Even though China’s antimonopoly actions appear similar to those in liberal democracies, they may ultimately help the CCP to justify its system of authoritarian governance. Another recent article in People’s Daily argues that cracking down on monopolistic companies is “good governance” in the Confucian tradition. The author cites a line from Mencius: “Without a compass and a square, [skilled masters] cannot form squares and circles.” The implication is that even virtuous rulers cannot rule by virtue alone; they need tools, including laws and regulations, to govern. In this way, Beijing is just upholding its virtuous duty to use the tools at its disposal—in this case, antitrust actions aimed at reining in wayward monopolistic tech firms—to make the state as strong and powerful as possible. Actions against monopolistic tech firms in the United States that are viewed as essential to preserving democracy are, in the Chinese case, considered part and parcel of effective nondemocratic rule.
China’s recent antitrust moves are best understood less as a sudden ideological shift toward fearing monopolies than as a warning shot across the bow of Big Tech.

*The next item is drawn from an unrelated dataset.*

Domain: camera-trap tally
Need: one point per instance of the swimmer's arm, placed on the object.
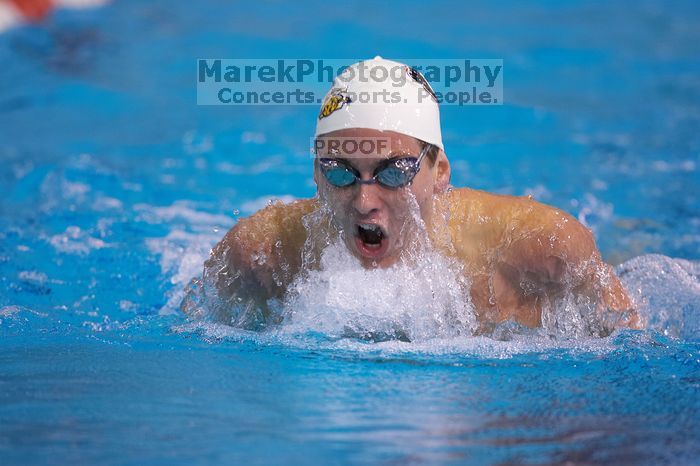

As top leaders reiterated since the crackdown on Ant Group and others in November, the party does not want to stop the development of platform companies or the growth of globally competitive private brands as long as they are expanding in an “orderly” direction. This could mean that the more obvious first target of Beijing’s antitrust efforts is to change companies’ behavior or implement a few regulatory safeguards against financial or systemic risks, rather than fundamentally breaking up their institutional structure.
Under the CCP, the enemy is not capital but its disorderly expansion. Because the CCP’s monopoly on political power gives it sole authority to define the public good, there is no reason why companies ought to be able to pursue private gains rather than the party’s goals. The recent antimonopoly actions in China are a forceful reminder to any large company that may have forgotten its proper place in the nation’s economic system: to follow the innovation direction of the party, not to use its own power to make money by navigating a different course.